We are here to improve our relationships with others
in order to transform the Jewish people in these urgent times.
Last week’s Stretch of the week was: Make it a point to verbally wish others well this week.
Please allow ONE person to share her experience with this exercise for ONE minute.
Do Not Take Revenge and Do Not Bear a Grudge --
Lo Sikom v’Lo Sitor
HaShem (G-d) is well aware of the pain a person feels when he has been hurt and the pleasure that accompanies getting back at the perpetrator. Nevertheless, the Torah commands us, “Do not take revenge”(Vayikra 19:18).
The Torah tells us not to take revenge and also specifies not to “bear a grudge”. We are expected to erase the memory of what happened from our heart, wipe away hard feelings and treat the other person as if nothing ever happened. If the Torah demands such conduct, then, while it may be a challenge, it is definitely possible.
(Excerpts from The Code of Jewish Conduct by Rabbi Yitzchok Silver)
Story: (based on a true story)
Deena and I initially met at the playground. From the first moment we knew we’d be best friends forever. We shared similar interests and relied on each other for social support in every situation throughout elementary and middle school.
I wasn’t a born leader, nor particularly outgoing, pretty, or smart, but, by high school, Deena had blossomed into a virtual magnet. Wherever she was, the action swirled. Whenever a position of leadership was needed for drama, choir, special trips, etc., she was chosen. Teachers and principals witnessed the social forces that ultimately served to divide girls into different social groups (“the cool ones”, the “studious ones”, and the “in betweens”). They tried to intervene and, while their efforts were somewhat helpful, all social circles predictably shifted back to their original positions over time.
Initially, Deena would wave to me on occasion but eventually all signs of communication ended, as if we shared no history. She never attempted to bring me into her inner circle or invite me to social outings or parties. I struggled to fit in socially when I really could have used her help.
A few years passed and I came to accept being excluded. While it was no longer crushing to my self-esteem, the pain was still very much there. As time went on, both of us got married and moved forward with our lives. As it happened, we eventually sent our children to the same schools and found our lives intertwining once again.
A few weeks into one school year Deena gave a presentation to the women of the local PTA about a topic that was very dear to her. During her lecture she requested feedback as to whether she should alter and improve her remarks. I thought about sending her a note sharing how much I disliked the speech and felt she was not the best representative to disseminate the information. The best part about this idea was that it could all be anonymous! This was my opportunity to repay a fraction of the pain she had caused me over the years. I could finally kick over the pedestal so firmly placed underneath her that still somehow made me feel so small.

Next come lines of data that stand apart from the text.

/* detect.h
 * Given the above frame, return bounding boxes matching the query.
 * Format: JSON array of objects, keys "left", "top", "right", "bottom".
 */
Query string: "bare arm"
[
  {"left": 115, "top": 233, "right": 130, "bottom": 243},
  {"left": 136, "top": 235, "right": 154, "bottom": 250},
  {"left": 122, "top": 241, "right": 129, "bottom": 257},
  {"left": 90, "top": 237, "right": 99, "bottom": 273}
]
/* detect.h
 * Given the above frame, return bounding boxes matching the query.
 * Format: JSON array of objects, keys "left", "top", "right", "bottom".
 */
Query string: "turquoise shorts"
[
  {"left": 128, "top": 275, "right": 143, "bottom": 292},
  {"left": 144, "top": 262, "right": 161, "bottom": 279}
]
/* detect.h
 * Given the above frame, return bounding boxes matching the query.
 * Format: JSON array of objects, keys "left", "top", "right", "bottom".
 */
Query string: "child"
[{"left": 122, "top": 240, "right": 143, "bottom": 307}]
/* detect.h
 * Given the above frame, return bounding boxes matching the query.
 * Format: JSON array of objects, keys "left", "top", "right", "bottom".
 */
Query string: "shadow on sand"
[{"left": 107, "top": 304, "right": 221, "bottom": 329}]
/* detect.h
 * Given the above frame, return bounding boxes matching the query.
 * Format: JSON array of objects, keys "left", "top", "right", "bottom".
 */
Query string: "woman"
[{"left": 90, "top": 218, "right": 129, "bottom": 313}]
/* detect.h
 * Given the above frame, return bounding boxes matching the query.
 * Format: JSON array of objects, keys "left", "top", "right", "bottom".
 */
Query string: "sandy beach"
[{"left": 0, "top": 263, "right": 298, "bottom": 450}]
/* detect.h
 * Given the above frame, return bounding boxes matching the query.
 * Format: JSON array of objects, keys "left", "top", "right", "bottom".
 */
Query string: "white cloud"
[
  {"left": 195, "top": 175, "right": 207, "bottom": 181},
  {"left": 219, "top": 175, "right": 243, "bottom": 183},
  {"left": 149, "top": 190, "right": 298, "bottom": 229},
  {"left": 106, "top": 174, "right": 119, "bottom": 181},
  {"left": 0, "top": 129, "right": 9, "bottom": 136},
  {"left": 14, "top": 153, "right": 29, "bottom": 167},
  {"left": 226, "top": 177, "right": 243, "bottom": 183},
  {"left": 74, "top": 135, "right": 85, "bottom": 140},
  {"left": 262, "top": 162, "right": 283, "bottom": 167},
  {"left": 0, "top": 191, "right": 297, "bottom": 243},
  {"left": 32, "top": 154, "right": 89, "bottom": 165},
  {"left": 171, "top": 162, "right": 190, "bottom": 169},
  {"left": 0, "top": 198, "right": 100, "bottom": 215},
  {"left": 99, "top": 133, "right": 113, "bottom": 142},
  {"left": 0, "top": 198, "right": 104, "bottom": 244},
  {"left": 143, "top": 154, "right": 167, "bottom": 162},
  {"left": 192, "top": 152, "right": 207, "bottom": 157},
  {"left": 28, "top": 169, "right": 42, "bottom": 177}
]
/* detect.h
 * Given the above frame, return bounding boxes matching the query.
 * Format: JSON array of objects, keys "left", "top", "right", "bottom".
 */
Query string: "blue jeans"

I sat and thought about Deena’s speech. It was actually pretty well written. She did come across quite poised and her inner ability as a born leader was quite apparent. I began to reexamine my initial desire to subtly insult her. Was I acting on childhood pain that should perhaps be revisited from a more mature mindset? I began to wonder how many other people I may have subconscious negative feelings about and how this affects my behavior towards them. Although I had the chance to be vengeful I decided to challenge myself to approach the situation from a different perspective.
I sat and wrote Deena a beautiful note about how effective her speech was, how I felt she was very gifted at lecturing, and that I missed the relationship we shared so many years ago. I then decided to hand deliver it to her house.
I was truly surprised when Deena’s husband answered the door and expressed his relief at someone making the effort to provide feedback on her lecture. He told me that not one woman from the audience had said anything to her afterwards or called her and that she was feeling depressed. At that second, it hit me like a flash of lightning. I always felt I needed other people’s positive opinions to validate my existence and so did Deena!
Deena called me later, thanked me profusely and asked for my opinion about another matter. Slowly we began to rebuild a deep and fulfilling friendship. I think that performing an act of kindness on her behalf, especially given our complicated relationship, created an opening for her to make herself vulnerable and share her true self.
Although I had such a ripe opportunity to take revenge, I chose the high road. As a result, I learned that when I make the effort to stretch and grow, it quietly yet powerfully empowers others to follow suit and be “big” in their own way.
In general, is it better to discuss old grudges with the person one is upset with or to keep it in the past and not deal with it?
Is it common for people to bear grudges they are not aware of?
Do people justify bearing a grudge by claiming that they need to teach the other person a lesson? If so, is this effective?
Stretch of the Week:
Choose one person for whom you bear a grudge and think of ways you can allow yourself to forgive them by focusing on their positive traits.